Ultimately his extraordinary work attracted the world’s media. His personality and presence made him a natural in front of the camera, and a breakthrough new television series, Ocean Vet, has been created which will soon be broadcast to a global audience.
It was when putting some finishing touches to filming that Neil had his tragic accident. His day’s work was done, but characteristically, he chose to go off on his own and help others and the ocean wildlife. He was free diving in 60 feet of water, to untangle local fishermen’s lobster pots caught up on the reef after the ravages of Hurricane Gonzalo, when he drowned.
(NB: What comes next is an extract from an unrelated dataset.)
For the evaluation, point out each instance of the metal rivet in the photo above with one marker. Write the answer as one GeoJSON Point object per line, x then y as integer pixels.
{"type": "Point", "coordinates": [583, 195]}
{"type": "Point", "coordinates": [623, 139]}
He leaves behind his loving wife Katrin Burnie, his son Oscar Deuss, daughter Kim Deuss, and siblings Judith Sweetman, Jonathan Burnie, brother-in-law Rufus Sweetman, and sister-in-law Meg Burnie. Friends, family, clients, colleagues, acquaintances – all will surely remember Neil Burnie as the most extraordinary person they have ever known.
In recent years I saw Neil perhaps once a year, usually at 24 hours’ notice (or less) for a fishing trip. Yet his passing has left a huge hole in my life. I cannot imagine the loss his family are experiencing. Neil was the most unusual of veterinary surgeons – a man who made his mark not just on all who knew him, but also on the nation he lived in, and the ocean that surrounds it. The world is a much quieter place for his passing.
The Neil Burnie Charitable Trust has been established in support of marine education and research. Anyone wishing to make donations can send them to MJM Limited (US$) Client Trust A/C #006 018279 501, or cheques made payable to MJM Limited Client Trust (in either case, reference Neil Burnie).